Direktur Operasional PTBA, Ilham Yacob, menegaskan bahwa seluruh dokumen tersebut wajib dipenuhi sebelum aktivitas penambangan dapat dimulai kembali.
“Benar ada rencana mengaktifkan kembali tambang di Ombilin. Saat ini masih proses perizinan, Amdal, dan feasibility study. Dokumen ini sangat penting, tanpa itu aktivitas tidak bisa dilakukan. Jika sudah dibuka, ekosistemnya akan terbentuk dan berdampak ekonomi yang baik,” ujarnya.
Corporate Secretary PTBA, Eko Prayitno, menambahkan bahwa kegiatan penambangan baru dapat dieksekusi setelah seluruh legalitas dan persetujuan pemerintah rampung. Jika beroperasi penuh, baik melalui metode tambang terbuka maupun tambang bawah tanah, proyek ini diperkirakan mampu menyerap sedikitnya 1.000 tenaga kerja.
Potensi cadangan batu bara di Ombilin masih tergolong besar, dengan estimasi sekitar 2 juta ton pada tambang terbuka dan sekitar 100 juta ton pada tambang dalam. Tambang yang resmi dibuka sejak 28 Desember 1891 ini mengalami penurunan aktivitas signifikan dalam 25 tahun terakhir, sehingga berdampak pada melemahnya perekonomian kawasan Sawahlunto.

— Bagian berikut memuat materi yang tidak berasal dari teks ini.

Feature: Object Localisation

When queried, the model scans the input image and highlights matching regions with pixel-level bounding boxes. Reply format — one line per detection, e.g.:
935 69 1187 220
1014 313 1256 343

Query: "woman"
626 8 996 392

Secara historis, tambang Ombilin merupakan pilar industrialisasi Sumatera Barat sejak era Hindia Belanda. Endapan batu bara di wilayah tersebut pertama kali ditemukan oleh Willem Hendrik de Greve pada 1867–1868. Keberadaannya kala itu turut mendorong pembangunan infrastruktur strategis, seperti jalur kereta api dan Pelabuhan Telukbayur (Emmahaven).
Dengan dorongan reaktivasi dari Danantara Indonesia, pemerintah berharap kejayaan ekonomi berbasis sumber daya alam di Sawahlunto dapat bangkit kembali, sekaligus memberikan dampak positif bagi masyarakat sekitar secara berkelanjutan.